Pour une personne qui serait expressément chargée de maintenir le statu quo de la prohibition en tant que tsar de la drogue du pays, cela n’est pas conventionnel, mais néanmoins généralement bien accueilli par les défenseurs de la marijuana. Gupta a cependant frustré les militants de la réduction des méfaits, car en tant que fonctionnaire de l’État, il a supervisé la décertification d’un programme d’accès aux seringues.

Chez Holistic, le rôle de Gupta était de consulter sur les questions de conformité, selon CNN, qui a été le premier à rapport sur les documents de divulgation. Et Holistic WV Farms I, LLC—qui est affilié avec Holistic Industries – a manifestement réussi à démontrer sa conformité avec les réglementations de l’État de Virginie-Occidentale, revenus 10 vente au détail de cannabis médical permis, aussi bien que cultivation et processeur permis.

Du côté de la vente au détail, une seule autre entreprise a reçu autant de permis que Holistic dans le cadre du programme public que son consultant Gupta supervisait autrefois.

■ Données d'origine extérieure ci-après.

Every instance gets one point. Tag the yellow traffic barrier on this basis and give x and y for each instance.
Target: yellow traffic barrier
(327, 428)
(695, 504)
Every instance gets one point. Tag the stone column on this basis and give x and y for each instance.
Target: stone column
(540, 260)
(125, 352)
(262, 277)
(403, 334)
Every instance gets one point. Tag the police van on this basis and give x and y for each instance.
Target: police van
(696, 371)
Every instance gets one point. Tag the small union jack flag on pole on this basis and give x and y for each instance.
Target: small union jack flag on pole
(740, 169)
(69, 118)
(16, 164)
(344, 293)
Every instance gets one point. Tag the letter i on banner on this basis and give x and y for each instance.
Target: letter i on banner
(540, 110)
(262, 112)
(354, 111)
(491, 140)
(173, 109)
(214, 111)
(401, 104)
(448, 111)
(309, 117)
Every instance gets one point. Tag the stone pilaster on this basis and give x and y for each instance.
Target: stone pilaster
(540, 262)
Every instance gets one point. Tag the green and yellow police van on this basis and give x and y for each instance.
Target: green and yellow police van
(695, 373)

On ne sait pas à ce stade quel rôle, le cas échéant, Gupta a joué pour aider Holistic à obtenir ces approbations. Selon les documents de divulgation, il a gagné 10 000 $ pour ses services à l’entreprise.

“Dr. Le travail de Gupta pour Holistic Industries consistait à consulter sur les questions de conformité réglementaire pour la prescription de cannabis médicinal en Virginie-Occidentale où le cannabis médical avait déjà été légalisé », a déclaré un porte-parole de la Maison Blanche à CNN. “Il avait supervisé le développement d’un tel programme dans l’État, comme l’exige la loi de l’État.”

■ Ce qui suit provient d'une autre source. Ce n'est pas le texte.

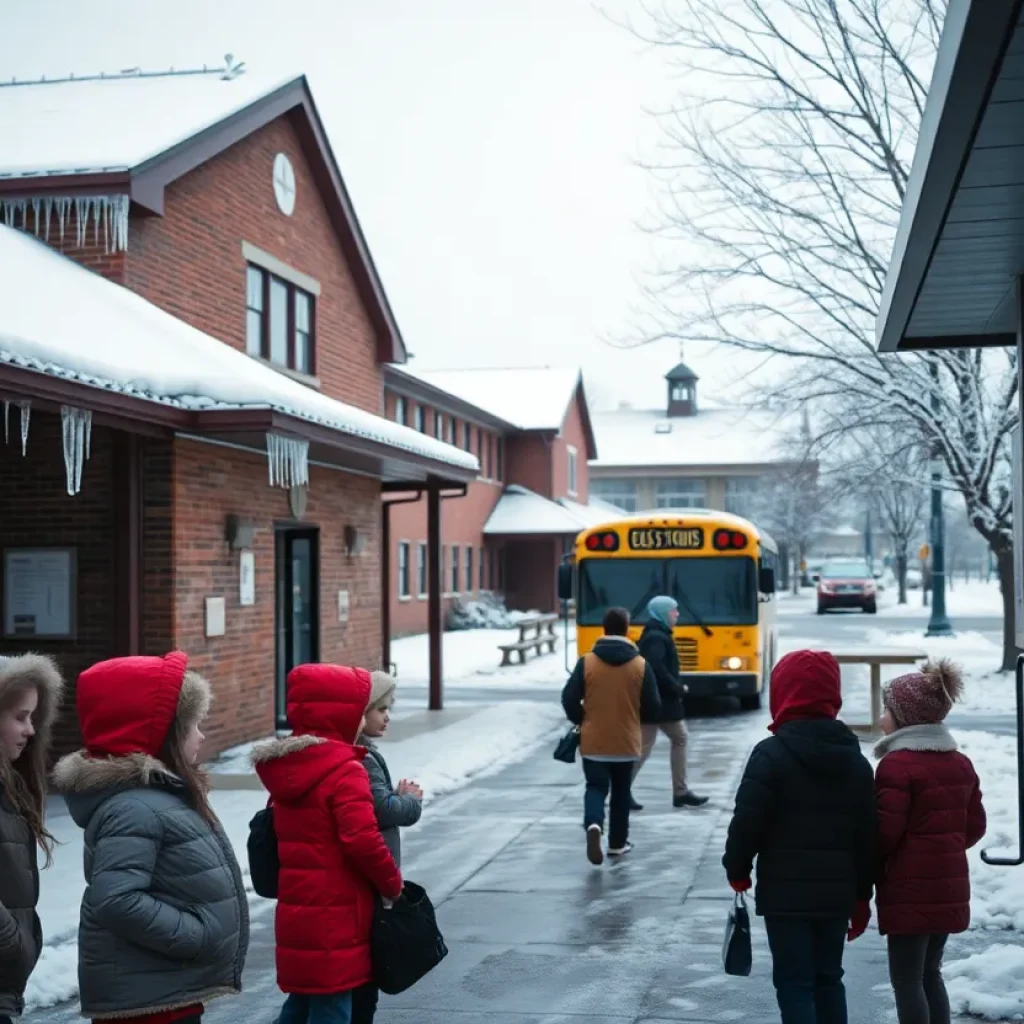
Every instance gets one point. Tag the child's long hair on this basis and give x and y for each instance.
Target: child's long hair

Industries holistiques décrit lui-même comme « l’un des MSO privés (opérateurs multi-États) les plus importants et à la croissance la plus rapide du pays ».

Dans une divulgation document section sur son travail pour Holistic, Gupta dit que, conformément à la loi fédérale, il accepte de ne pas « participer personnellement et substantiellement d’une manière particulière impliquant des parties spécifiques dans lesquelles je sais que le client est une partie ou représente une partie, sauf si je suis d’abord autorisé participer » pendant un an après sa dernière prestation de services. Dans ce Cas, il a travaillé pour la société de cannabis médical de mars à décembre 2020.

On ne sait pas ce que la période probatoire signifierait pour le travail du futur tsar de la drogue sur les questions de politique sur la marijuana s’il était confirmé par le Sénat.

En tout état de cause, le directeur de l’ONDCP est explicitement tenu loi s’opposer aux efforts visant à légaliser les substances actuellement contrôlées, y compris le cannabis.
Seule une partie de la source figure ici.